In the context of the Middle East conflict, the call for balance and the charge of imbalance often seems intended to trump the search for truth rather than encourage it, stopping all conversation in its tracks. Furthermore, a preoccupation with balance in a context of radical imbalance hardly does justice to a situation in which one party to the conflict completely dominates the other militarily, economically, and strategically. One does not need to have succumbed to Arab propagandists or be infected by anti-Semitism in order to find it very difficult to speak with both “balance” and integrity in the circumstances of this conflict.

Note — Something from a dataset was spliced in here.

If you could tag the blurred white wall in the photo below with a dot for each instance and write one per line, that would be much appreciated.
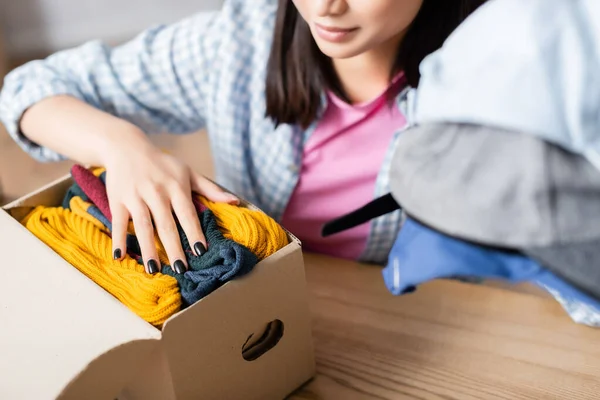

The Presbyterian letter criticizes an alleged failure to listen adequately to mainstream American Jewish voices, but then attacks the recommended endorsement of the Kairos Palestine document because of its “troubling and weighted perspective which,” the letter writers say, “should not be commended because of its particularly one-sided views.” Kairos Palestine, a passionate cry against the Occupation, was written last year by distinguished Palestinian pastors from across the theological spectrum, has been affirmed by all thirteen heads of churches in Israel-Palestine, and has been endorsed by 3,000 Palestinian Christians since December with an ultimate goal of 10,000 Palestinian signatures. We may find the urgency of the Kairos document’s rhetoric disturbing, or even consider its recommendations unhelpful, though we shouldn’t be surprised at its outrage given the conditions of four decades of Occupation. Are the letter writers really suggesting that we should listen with greater care to more American Jewish voices but dismiss this clear voice of our Christian Palestinian partners? (I’m almost tempted to raise the critics’ charge of imbalance here, but won’t.)
I don’t occupy a pulpit on New York’s Madison or 5th Avenues, or on Chicago’s Magnificent Mile, so perhaps I’m missing something. But many years ago I was thrown off balance by words of Martin Luther King, Jr. to people like me whose life circumstances tend to foster respectable moderation. The circumstances were different, of course, but even so there is, at least for me, an eerie resonance: “I must confess that over the past few years I have been gravely disappointed with the white moderate. . . who prefers a negative peace which is the absence of tension to a positive peace which is the presence of justice; who constantly says: “I agree with you in the goal you seek, but I cannot agree with your methods of direct action. . . . Lukewarm acceptance is much more bewildering than outright rejection,” (Letter from Birmingham Jail, 1963).